Yihan Zhang,My T. Thai,Jie Wu,Hongchang Gao
Abstract:Stochastic bilevel optimization finds widespread applications in machine learning, including meta-learning, hyperparameter optimization, and neural architecture search. To extend stochastic bilevel optimization to distributed data, several decentralized stochastic bilevel optimization algorithms have been developed. However, existing methods often suffer from slow convergence rates and high communication costs in heterogeneous settings, limiting their applicability to real-world tasks. To address these issues, we propose two novel decentralized stochastic bilevel gradient descent algorithms based on simultaneous and alternating update strategies. Our algorithms can achieve faster convergence rates and lower communication costs than existing methods. Importantly, our convergence analyses do not rely on strong assumptions regarding heterogeneity. More importantly, our theoretical analysis clearly discloses how the additional communication required for estimating hypergradient under the heterogeneous setting affects the convergence rate. To the best of our knowledge, this is the first time such favorable theoretical results have been achieved with mild assumptions in the heterogeneous setting. Furthermore, we demonstrate how to establish the convergence rate for the alternating update strategy when combined with the variance-reduced gradient. Finally, experimental results confirm the efficacy of our algorithms.
Machine Learning,Distributed, Parallel, and Cluster Computing,Optimization and Control
What problem does this paper attempt to address?
This paper attempts to solve several key problems in decentralized bi - level stochastic optimization algorithms in heterogeneous settings:
1. **High communication complexity**: Existing decentralized bi - level optimization algorithms in heterogeneous environments usually require a large number of communication rounds and high communication costs per round. For example, existing methods such as DSBO and Gossip - DSBO need to communicate in the inner loop, resulting in the number of communication rounds being the same as the iteration complexity, that is, \(O\left(\frac{1}{\epsilon^2}\log\frac{1}{\epsilon}\right)\). Moreover, these methods need to transmit the Hessian matrix or Jacobian matrix in each round of communication, resulting in a communication cost of \(O(d_y^2)\) or \(O(d_xd_y)\) per round.
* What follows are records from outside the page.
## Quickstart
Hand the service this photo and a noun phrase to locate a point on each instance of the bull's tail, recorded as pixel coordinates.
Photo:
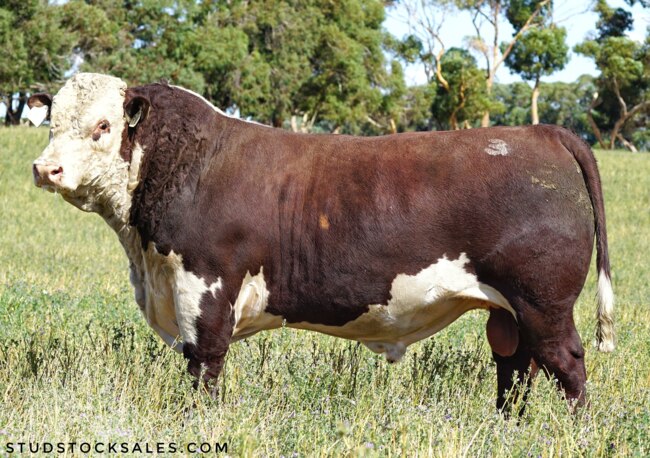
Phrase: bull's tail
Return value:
(585, 158)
2. **Strong assumptions in convergence analysis**: Existing methods usually need to rely on some strong assumptions to limit heterogeneity when establishing theoretical convergence rates. For example, DSBO requires that the upper - level loss function is Lipschitz continuous with respect to \(x\), that is, \(\|\nabla_1 f^{(k)}(x,y)\|\leq c_{fx}\), and Gossip - DSBO also requires that the lower - level loss function is Lipschitz continuous with respect to \(y\), that is, \(\|\nabla_2 g^{(k)}(x,y)\|\leq c_{gy}\). These assumptions may not hold in practical applications.
3. **Challenges of the alternating update strategy**: Since there are two variables \(x\) and \(y\) in bi - level optimization, there are two strategies: simultaneous update and alternating update. In a heterogeneous environment, the alternating update strategy will introduce more challenges. Specifically, when using the alternating strategy to update \(x_t\) and \(y_t\), first update \(y_t\) to \(y_{t + 1}\), and then use \(y_{t+1}\) to calculate the gradient of \(x_t\), which may lead to more heterogeneous gradients and thus affect convergence.
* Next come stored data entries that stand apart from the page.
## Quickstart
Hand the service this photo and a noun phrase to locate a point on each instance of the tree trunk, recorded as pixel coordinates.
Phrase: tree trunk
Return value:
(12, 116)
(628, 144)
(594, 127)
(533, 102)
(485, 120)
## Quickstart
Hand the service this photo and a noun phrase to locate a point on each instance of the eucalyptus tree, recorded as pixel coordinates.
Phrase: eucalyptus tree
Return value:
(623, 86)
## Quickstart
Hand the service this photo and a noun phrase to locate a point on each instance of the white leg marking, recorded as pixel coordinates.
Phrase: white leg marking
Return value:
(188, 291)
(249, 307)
To solve these problems, this paper makes the following contributions:
- **Develop a new decentralized bi - level stochastic gradient descent algorithm DSVRBGD - S**, based on the simultaneous update strategy and variance - reduced gradient estimators, which can reduce the number of communication rounds and the communication cost per round. Specifically, the communication cost per round is only \(O(d_x + d_y)\), and the number of communication rounds can be as small as \(O\left(\frac{1}{K\epsilon^{3/2}}\right)\). To the best of the authors' knowledge, this is the first method to achieve such a low communication complexity in a heterogeneous environment.
- **Establish the theoretical convergence rate of the algorithm** without relying on any strong heterogeneity assumptions, and analyze in detail the impact of additional communication on the convergence rate, especially the dependence of the convergence rate on the spectral gap of the communication topology. This is the first time to achieve such favorable theoretical results in a heterogeneous environment.
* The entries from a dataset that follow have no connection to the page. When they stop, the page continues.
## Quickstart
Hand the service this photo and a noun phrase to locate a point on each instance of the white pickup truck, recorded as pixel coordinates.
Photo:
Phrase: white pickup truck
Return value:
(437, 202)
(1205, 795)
- **Develop another new decentralized bi - level stochastic gradient descent algorithm DSVRBGD - A**, based on the alternating update strategy and variance - reduced gradient estimators, which also has a low communication complexity. In addition, its theoretical convergence rate is also established. This is the first time to establish the convergence rate of the alternating variance - reduced gradient descent method in a heterogeneous environment.
Through these contributions, this paper not only achieves more efficient communication in algorithm design, but also solves the problems existing in existing methods in theoretical analysis, filling the gaps in the literature.